То, что у Софокла производит на современного человека столь же неизгладимое впечатление, которому поэт обязан непреходящей ролью в мировой литературе, — это его образы. Если спросить, какие из героев греческих трагиков живут в человеческой фантазии — независимо от сцены и независимо от общего контекста драмы, где они действуют, — то Софокл окажется на первом месте, оставив других далеко позади6. Эта дальнейшая изолированная жизнь образа как такового никоим образом не является результатом моментального воздействия хорошо оформленного сценического поведения и действия, что отмечают у Софокла.
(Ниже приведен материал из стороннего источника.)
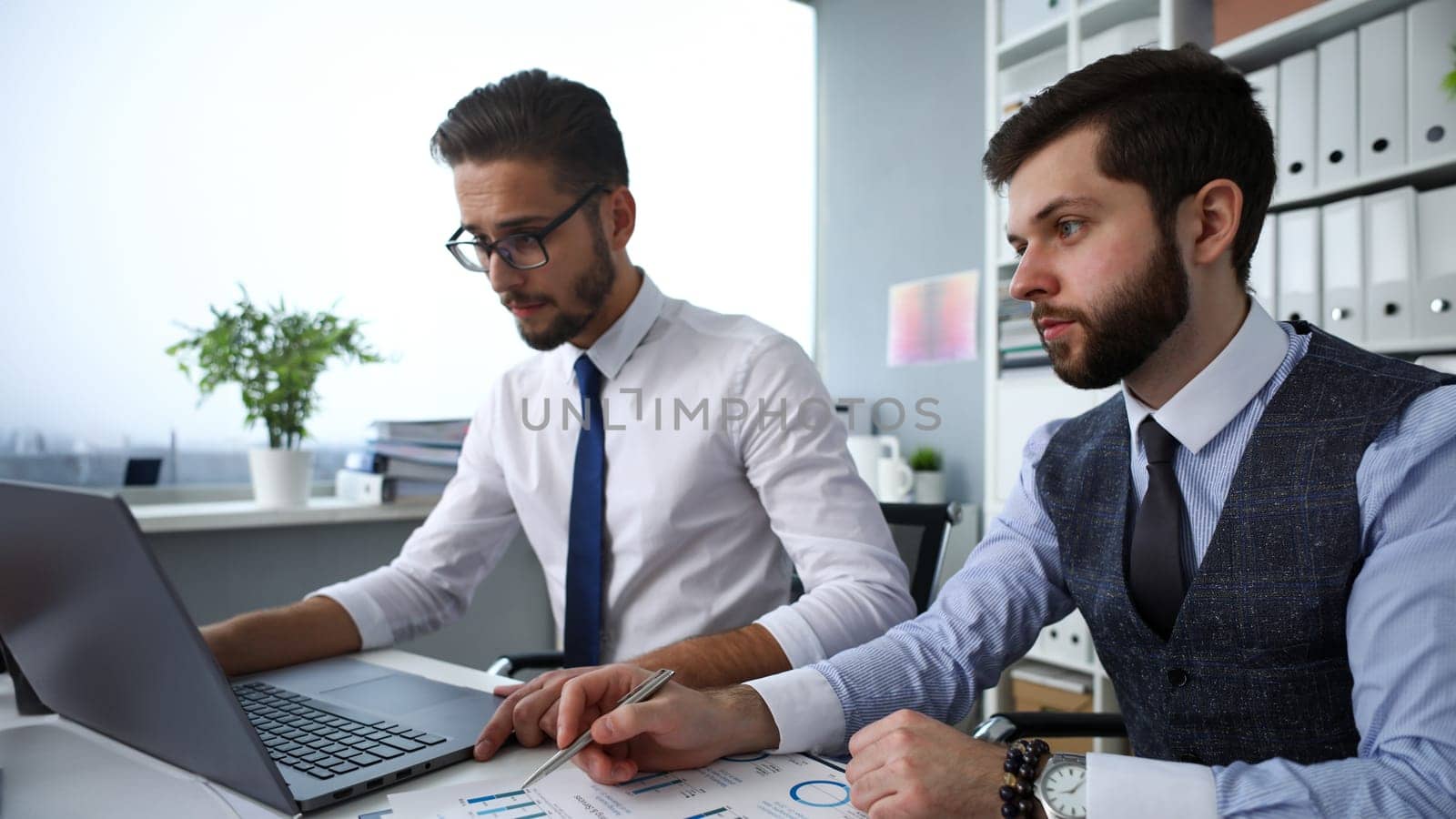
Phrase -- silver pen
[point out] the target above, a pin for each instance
(638, 694)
Возможно, нашему времени труднее всего понять загадку спокойной, простой естественной мудрости, которая изобразила этих реальных людей из плоти и крови, исполненных сильнейшими страстями и нежно чувствующих, с героически-своевольным величием и одновременно истинной человечностью, подобными нам и при этом проникнутыми дыханием недостижимо высоко благородства. Ничто в них не выдумано, в них нет искусственных преувеличений. Позднейшие эпохи тщетно искали монументальности в насильственном, колоссальном, эффектном. Здесь, у Софокла, монументальность без принуждения вырастает перед нашими глазами в своих естественных пропорциях. Подлинная монументальность всегда проста и самоочевидна. Ее тайна заключается в том, что все несущественное и случайное в явлении устраняется, так что в нем с полной ясностью просвечивает не что иное, как внутренний закон, скрытый от обычного взора7. Люди у Софокла не знают кряжистой, как бы выросшей из самой почвы тяжеловесности эсхиловских образов, которые кажутся рядом с ними неподвижными, даже оцепеневшими, но в их подвижности нет и отсутствия веса, как у иных сценических фигур Еврипида, которых мы неохотно называем "образами", поскольку они лишены реального телесного бытия, довольствуясь театральной двумерностью костюма и декламации. Между предшественником и последователем Софокл стоит как прирожденный творец образов, неустанно окружающий себя свитой своих созданий или, точнее, окруженный ими. Ведь ничто так не чуждо истинному образу, как произвол руководимой настроением фантазии. Все они рождаются из необходимости, а она не является ни пустой всеобщностью типа, ни однократной определенностью индивидуального характера, — это сама существенность, противостоящая тому, что сущности лишено.